Aşılama oranlarının yükselmesi ve kısmi normalleşmeyle bir arada kalp hastalarının hastanelere rutin denetimleri için başvurmaya başlayabildiğini belirten Prof. Dr. Kırali, “Kalple ilgili sorunu olanların kesinlikle tabibine ulaşması gerekiyor. Zira kalp hastalığı ötelenemez. Bu, ne yazık ki müthiş sonuçlara yol açıyor. Bir de şunu görüyoruz, bu devirde hastaneye gidemeyenler birbirlerine tavsiyede bulunarak birbirlerine ilaç önererek ya da sonra gidersin telkineri ile yanlış davranışlar gösteriyor. Kalbinizle ilgili sıhhat sorununuzu tabip dışında kimse çözemez.” diye konuştu.
“AŞI, KALP KRİZİNİ TETİKLEMEZ”
Aşı olanların kalp krizi geçirdiğiyle ilgili argümanların da katiyen gerçeği yansıtmadığını vurgulayan Prof. Dr. Kırali, “Bu, ne bilimle ne de gerçekle uyuşmuyor. Büsbütün tahminen birtakım tesadüflerin nokta atışı alınarak, bir genelleme yapılmasına dayanıyor bu tezler. Biz Türkiye’nin en büyük ECMO merkeziyiz. Kovid’den akciğeri sıfıra yakın duruma gelmiş, mahvolmuş hastaları bu aygıt sayesinde 2-3 ay uyutup akciğerlerinin toparlanmasını ve tekrar kendi akciğerleri ile nefes alabilmelerini sağlıyoruz. Ne yazık ki bu hastaların değerli bir kısmı aşı olmamış bireyler. Aşı olmayanlar, vahim bir akciğer yetmezliği ile karşı karşıya kalıyor. Aşının kalp krizini tetikleme riski sıfır.

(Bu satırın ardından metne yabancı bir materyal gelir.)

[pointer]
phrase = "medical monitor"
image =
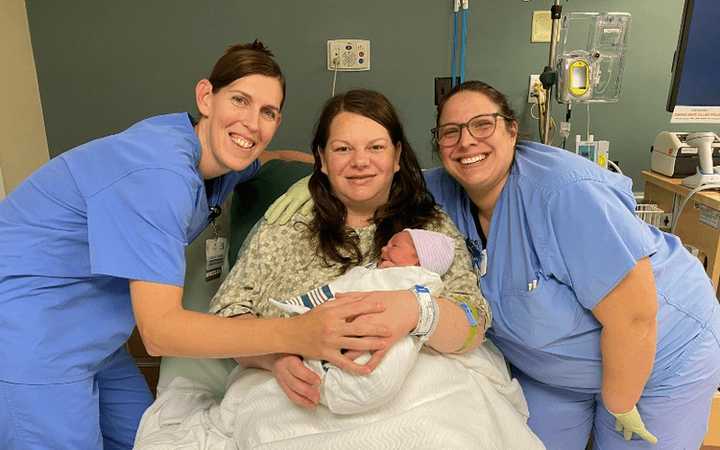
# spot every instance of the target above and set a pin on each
(696, 65)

Kalp krizi olması için, damarlarınızda muhakkak bir tıkanıklığın olması ve o tıkanıklığın da artması ya da yırtılarak bir pıhtılaşmaya yol açması gerekir. Bu durumdaki bir kişi aşı olsa da olmasa da o kalp krizini zati geçirecektir. Pandeminin tahlili var, aşı olursunuz, korunursunuz ancak ihmal edilen bir kalp hastalığının tedavi bahtı yok” biçiminde konuştu.
“PANDEMİ SONRASI PERİYOTTA MÜRACAATLARDA ARTIŞ VAR”

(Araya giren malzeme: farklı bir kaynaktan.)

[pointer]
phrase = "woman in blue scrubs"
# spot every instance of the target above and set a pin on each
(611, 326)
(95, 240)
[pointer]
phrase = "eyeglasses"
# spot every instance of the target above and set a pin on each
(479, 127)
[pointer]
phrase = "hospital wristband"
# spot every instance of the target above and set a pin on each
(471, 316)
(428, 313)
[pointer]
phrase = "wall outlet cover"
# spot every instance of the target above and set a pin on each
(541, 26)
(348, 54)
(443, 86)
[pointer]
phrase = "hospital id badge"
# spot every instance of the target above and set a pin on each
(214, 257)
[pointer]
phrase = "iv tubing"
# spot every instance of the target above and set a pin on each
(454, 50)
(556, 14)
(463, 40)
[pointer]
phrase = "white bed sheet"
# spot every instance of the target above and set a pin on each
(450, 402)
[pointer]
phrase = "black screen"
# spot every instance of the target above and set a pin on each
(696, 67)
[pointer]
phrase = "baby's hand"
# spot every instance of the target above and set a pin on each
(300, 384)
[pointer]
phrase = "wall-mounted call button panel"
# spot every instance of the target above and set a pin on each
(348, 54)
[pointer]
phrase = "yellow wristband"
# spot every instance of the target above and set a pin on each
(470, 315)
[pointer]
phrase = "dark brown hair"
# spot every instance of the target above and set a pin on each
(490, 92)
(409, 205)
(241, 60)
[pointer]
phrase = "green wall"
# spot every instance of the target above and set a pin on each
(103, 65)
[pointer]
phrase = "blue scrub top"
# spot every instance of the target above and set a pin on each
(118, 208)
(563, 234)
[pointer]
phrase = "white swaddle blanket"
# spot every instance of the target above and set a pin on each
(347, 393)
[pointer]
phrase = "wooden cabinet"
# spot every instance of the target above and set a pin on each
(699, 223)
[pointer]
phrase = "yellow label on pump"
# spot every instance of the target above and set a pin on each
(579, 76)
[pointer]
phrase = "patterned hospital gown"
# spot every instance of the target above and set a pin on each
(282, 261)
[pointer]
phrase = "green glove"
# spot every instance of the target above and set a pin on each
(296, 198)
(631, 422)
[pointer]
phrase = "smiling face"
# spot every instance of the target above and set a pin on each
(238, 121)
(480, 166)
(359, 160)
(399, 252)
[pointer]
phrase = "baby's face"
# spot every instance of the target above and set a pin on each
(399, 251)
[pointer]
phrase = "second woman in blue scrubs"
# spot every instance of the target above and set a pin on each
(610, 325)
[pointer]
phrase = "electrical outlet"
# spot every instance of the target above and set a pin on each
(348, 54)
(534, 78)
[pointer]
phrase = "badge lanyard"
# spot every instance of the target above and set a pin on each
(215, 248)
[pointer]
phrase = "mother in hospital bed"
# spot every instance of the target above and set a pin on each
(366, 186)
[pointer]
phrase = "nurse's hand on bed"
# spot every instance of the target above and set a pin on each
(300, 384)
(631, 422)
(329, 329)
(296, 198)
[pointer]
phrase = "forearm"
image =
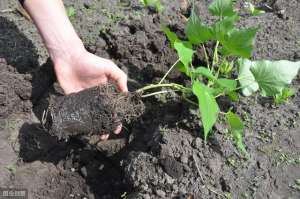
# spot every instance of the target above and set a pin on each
(55, 28)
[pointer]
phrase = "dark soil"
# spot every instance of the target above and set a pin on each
(95, 111)
(162, 154)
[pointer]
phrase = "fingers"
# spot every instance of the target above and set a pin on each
(104, 137)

Prof. Dr. Kırali, şöyle devam etti:
“Her geçen gün bu hastaların aleyhine işliyor. Pandemi sonrası periyotta kliniklerimizde kalp yetmezliği olaylarında, kalp anjiyo yani koroner arter hastalıklarının tanısı için yapılan tetkiklerde artışlar var. Poliklinik sayıları ve cerrahi ameliyat sayılarımız da arttı. Sıhhat kuruluşlarımızın hepsi bu hastalarımıza yetebilecek kapasitede. Kâfi ki hastalarımız durmasın gelip sıhhatleri için bizlerle birlikte tedavilerini yürütsünler.”